ISLAMABAD, March 26: The collapse of communities and the normative system they sustained are the key factors that have contributed to the growth of mass violence in societies particularly in South Asia, says an Indian expert.

“Violence and non-violence both exist in the same person as human potentialities. But those who feel they have been let down by the present global system and have no future within it invoke violence and terror. Unfortunately, this feeling coupled with the world’s inability to understand the causes have been acquiring a dangerous edge in recent times,” said Ashis Nandy, an Indian political psychologist and sociologist at the Centre for the Study of Developing Societies, New Delhi

He was delivering a lecture on “terror, counter-terror, self- destruction: living with the regimes of narcissism and despair” organised by the Sustainable Development Policy Institute (SDPI) on Wednesday.

Elaborating his view he said social flux and moral anomie had psychologically disoriented large sections of people and generated in them a vague sense of loss, anxiety and anger. They lived with a sense of loneliness and a feeling that the vocations, religious life and ethics they had known were all being invalidated by their changing lifestyle.

Since the meaning of life had been taken away from them but not the meaning of death so they were invoking violence and terror to become audible and visible, he said citing the example of Palestinians, Buddhist monks of Thailand, Sri Lankan and Pakistani suicide bombers.

On the other hand, Nandy explained, terror had been an instrument of statecraft, diplomacy and political advocacy for centuries. To see it as a new entrant in the global marketplace of politics was to shut one’s eyes to the deep human propensity to hitch terror to organised, ideology-led political praxis.

This propensity had also enjoyed a certain ‘natural’ legitimacy in the dominant global culture of public life when it came to the serious business of international relations. Despite recent pretensions, in international politics violence did not have to be justified; only non-violence had to be.

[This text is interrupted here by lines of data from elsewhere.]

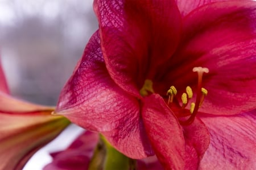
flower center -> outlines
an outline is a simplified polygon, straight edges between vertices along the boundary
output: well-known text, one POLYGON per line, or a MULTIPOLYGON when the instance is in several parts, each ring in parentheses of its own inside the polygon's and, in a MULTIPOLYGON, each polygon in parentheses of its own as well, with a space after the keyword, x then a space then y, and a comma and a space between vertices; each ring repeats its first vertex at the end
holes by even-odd
MULTIPOLYGON (((198 75, 198 81, 197 81, 197 89, 196 93, 196 102, 191 102, 189 111, 191 113, 191 115, 189 118, 185 120, 180 120, 180 123, 181 125, 189 125, 195 119, 196 117, 196 115, 198 112, 199 109, 202 105, 204 99, 204 97, 207 95, 208 91, 207 89, 202 87, 202 80, 203 80, 203 74, 204 73, 208 73, 209 69, 207 68, 202 68, 201 67, 195 67, 193 68, 193 72, 197 72, 198 75)), ((188 101, 192 98, 193 97, 193 92, 189 86, 187 86, 186 88, 185 93, 183 93, 181 95, 181 101, 182 101, 182 106, 179 106, 181 109, 185 109, 187 107, 188 101)), ((173 102, 174 98, 175 97, 177 94, 177 90, 174 86, 171 86, 170 89, 167 91, 167 96, 168 96, 168 99, 167 102, 167 105, 169 107, 171 107, 172 103, 173 102)), ((179 109, 178 112, 180 111, 180 109, 179 109)), ((188 115, 186 114, 184 114, 183 115, 179 114, 178 117, 182 117, 188 115)))

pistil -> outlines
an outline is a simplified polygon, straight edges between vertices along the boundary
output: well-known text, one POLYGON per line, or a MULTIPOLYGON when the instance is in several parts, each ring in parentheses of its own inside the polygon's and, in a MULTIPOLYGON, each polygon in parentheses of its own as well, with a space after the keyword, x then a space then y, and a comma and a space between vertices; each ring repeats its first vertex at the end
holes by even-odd
MULTIPOLYGON (((196 102, 191 102, 189 111, 191 113, 190 117, 186 121, 180 121, 180 123, 182 125, 189 125, 195 119, 196 114, 198 112, 199 107, 203 104, 204 99, 204 97, 207 95, 208 91, 205 88, 202 88, 202 80, 203 74, 204 73, 208 73, 209 69, 207 68, 202 68, 201 67, 195 67, 193 68, 193 72, 197 72, 198 76, 197 81, 197 89, 196 93, 196 102)), ((177 94, 177 90, 176 88, 172 86, 170 89, 167 91, 166 95, 168 96, 169 98, 168 99, 167 105, 171 106, 170 103, 173 102, 174 97, 177 94)), ((181 101, 182 106, 181 107, 181 109, 184 109, 187 105, 188 104, 188 101, 193 97, 193 91, 191 87, 187 86, 186 93, 183 93, 181 95, 181 101)), ((178 114, 177 114, 178 115, 178 114)), ((180 114, 179 114, 180 115, 180 114)), ((184 115, 184 117, 186 116, 184 115)))
POLYGON ((203 103, 204 98, 204 96, 207 94, 207 90, 205 89, 202 88, 202 79, 204 73, 209 73, 209 69, 207 68, 202 68, 201 67, 195 67, 193 68, 193 72, 197 72, 197 90, 196 93, 196 103, 195 106, 191 105, 191 111, 192 111, 191 116, 185 121, 180 121, 180 124, 183 125, 190 125, 195 119, 196 114, 197 113, 199 107, 203 103), (204 93, 206 92, 206 93, 204 93), (191 109, 194 107, 193 109, 191 109))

The mainstream global culture of statecraft insisted that the true antidote to terror was counter-terror. In that respect, the killers who struck at New York on 9/11 and the regimes that claimed absolute moral superiority over them shared some common values. Both believed that when it came to Satanic others, all terror was justified as long as it was counter-terror and interpreted as retributive justice. Both looked like a belated product of the twentieth century, which in retrospect looked like a century of terrorism and its natural accompaniment, collateral damage. Guernica, Hamburg, Dresden, Nanking, Tokyo, Hiroshima and Nagasaki were all formidable names in the history of terror and counter-terror, used systematically as political and strategic weapons, he said.

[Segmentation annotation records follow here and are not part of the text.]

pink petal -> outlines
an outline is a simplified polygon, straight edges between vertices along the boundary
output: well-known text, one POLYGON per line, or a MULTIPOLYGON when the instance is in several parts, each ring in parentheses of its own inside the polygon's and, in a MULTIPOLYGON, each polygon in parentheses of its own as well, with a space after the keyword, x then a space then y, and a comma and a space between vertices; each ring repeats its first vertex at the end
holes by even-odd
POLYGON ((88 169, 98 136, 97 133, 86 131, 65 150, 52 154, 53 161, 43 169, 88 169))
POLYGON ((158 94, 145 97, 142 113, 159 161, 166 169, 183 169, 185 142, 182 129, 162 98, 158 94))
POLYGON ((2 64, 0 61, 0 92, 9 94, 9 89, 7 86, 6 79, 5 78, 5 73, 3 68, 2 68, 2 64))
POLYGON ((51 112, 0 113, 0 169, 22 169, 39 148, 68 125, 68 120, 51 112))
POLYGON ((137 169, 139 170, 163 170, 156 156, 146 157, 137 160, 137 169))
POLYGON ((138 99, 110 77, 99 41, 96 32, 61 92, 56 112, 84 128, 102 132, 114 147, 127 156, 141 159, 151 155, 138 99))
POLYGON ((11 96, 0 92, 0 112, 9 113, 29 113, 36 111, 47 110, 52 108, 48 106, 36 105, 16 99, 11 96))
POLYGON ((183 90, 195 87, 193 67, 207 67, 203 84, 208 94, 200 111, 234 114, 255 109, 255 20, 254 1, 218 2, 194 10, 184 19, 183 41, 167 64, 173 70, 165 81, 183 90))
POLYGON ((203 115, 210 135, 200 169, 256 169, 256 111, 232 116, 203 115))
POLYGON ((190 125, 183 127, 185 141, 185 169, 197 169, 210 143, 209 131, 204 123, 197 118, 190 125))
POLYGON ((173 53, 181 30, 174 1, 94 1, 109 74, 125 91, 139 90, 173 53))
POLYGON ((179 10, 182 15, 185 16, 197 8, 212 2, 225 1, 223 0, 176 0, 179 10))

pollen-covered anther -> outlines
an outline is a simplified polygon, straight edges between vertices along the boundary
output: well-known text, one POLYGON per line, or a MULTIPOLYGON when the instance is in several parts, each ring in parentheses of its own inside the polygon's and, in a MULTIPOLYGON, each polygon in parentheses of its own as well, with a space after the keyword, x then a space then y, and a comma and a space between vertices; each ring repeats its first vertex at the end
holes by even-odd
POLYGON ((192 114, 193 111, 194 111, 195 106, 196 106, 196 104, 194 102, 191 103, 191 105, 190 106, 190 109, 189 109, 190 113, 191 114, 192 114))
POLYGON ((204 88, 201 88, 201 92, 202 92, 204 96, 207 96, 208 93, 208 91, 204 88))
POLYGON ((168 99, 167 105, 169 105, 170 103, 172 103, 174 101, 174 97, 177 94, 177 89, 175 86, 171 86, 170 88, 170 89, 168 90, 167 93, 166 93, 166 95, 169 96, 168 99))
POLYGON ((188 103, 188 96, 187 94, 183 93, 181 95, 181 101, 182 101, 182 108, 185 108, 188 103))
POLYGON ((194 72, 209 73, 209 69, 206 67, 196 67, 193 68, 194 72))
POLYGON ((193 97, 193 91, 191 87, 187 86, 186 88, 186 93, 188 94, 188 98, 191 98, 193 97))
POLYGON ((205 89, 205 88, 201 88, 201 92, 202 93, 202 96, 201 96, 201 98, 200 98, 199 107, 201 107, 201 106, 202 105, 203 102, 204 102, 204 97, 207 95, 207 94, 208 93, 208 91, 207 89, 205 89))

Nandy said that only by engaging with these experiences and the associated suffering that it would be possible to battle the worldviews or ideologies that organized these experiences into a work plan for terror. However, unwillingness to negotiate these life experiences or empathising with the suffering, consistent denial of their existence, legitimacy and the normal human tendency to configure such experiences into something ideologically meaningful, contributed and aggravated the sense of desperation and abandonment for many.

He further added that when we refused to recognize these experiences or sought to delegitimize them, we pushed the desperate and the abandoned towards a small, closed world of likeminded people who constituted a ‘pseudo-community’ of those whose rage and frustration aware sometimes free-floating but always seeking expression in desperate self-destructiveness masquerading as self-transcending martyrdom.

The self- transcendence may be questionable but the desperation was not, he concluded.